Operator monitoringu obserwował, co dzieje się na stołecznych ulicach podczas weekendowej nocy z soboty na niedzielę. Około drugiej zwrócił uwagę na śpiącego na schodach w centrum 23-latka, do którego przysiadł się mężczyzna.
Policjant śledzący całą sytuację widział, że obserwowani nie wyglądają na znajomych. Domyślając się, że podejrzanie zachowujący się mężczyzna chce okraść drzemiącego na schodach, skierował w to miejsce funkcjonariuszy ubranych po cywilnemu.
Złodziej był zaskoczony
Kiedy policjanci zbliżali się do miejsca kradzieży, złodziej wstał i próbował wejść do podziemnego przejścia przy metrze centrum. Operator kamer skierował w to miejsce funkcjonariuszy, którzy zatrzymali i wylegitymowali mężczyznę.
33-latek był kompletnie zaskoczony. Nie potrafił powiedzieć, skąd miał portfel z kartami obcego mężczyzny, a także jak wszedł w posiadanie pozostałych przedmiotów - podaje policja. Po tym jak policjanci zatrzymali podejrzanego, postanowili obudzić okradzionego 23-latka.

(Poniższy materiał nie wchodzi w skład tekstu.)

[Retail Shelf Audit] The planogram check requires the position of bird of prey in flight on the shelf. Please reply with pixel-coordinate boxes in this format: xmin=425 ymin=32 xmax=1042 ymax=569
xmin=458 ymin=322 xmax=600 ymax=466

Mężczyzna przyznał, że usnął, bo wracał ze spotkania na którym pił alkohol. Z jego relacji wynikało, że nie czuł, jak ktoś plądruje mu kieszenie.
Zatrzymany Mariusz M. trafił do policyjnego aresztu. A następnego dnia usłyszał zarzuty kradzieży, do której się przyznał. Grozi mu kara nawet do 5 lat więzienia.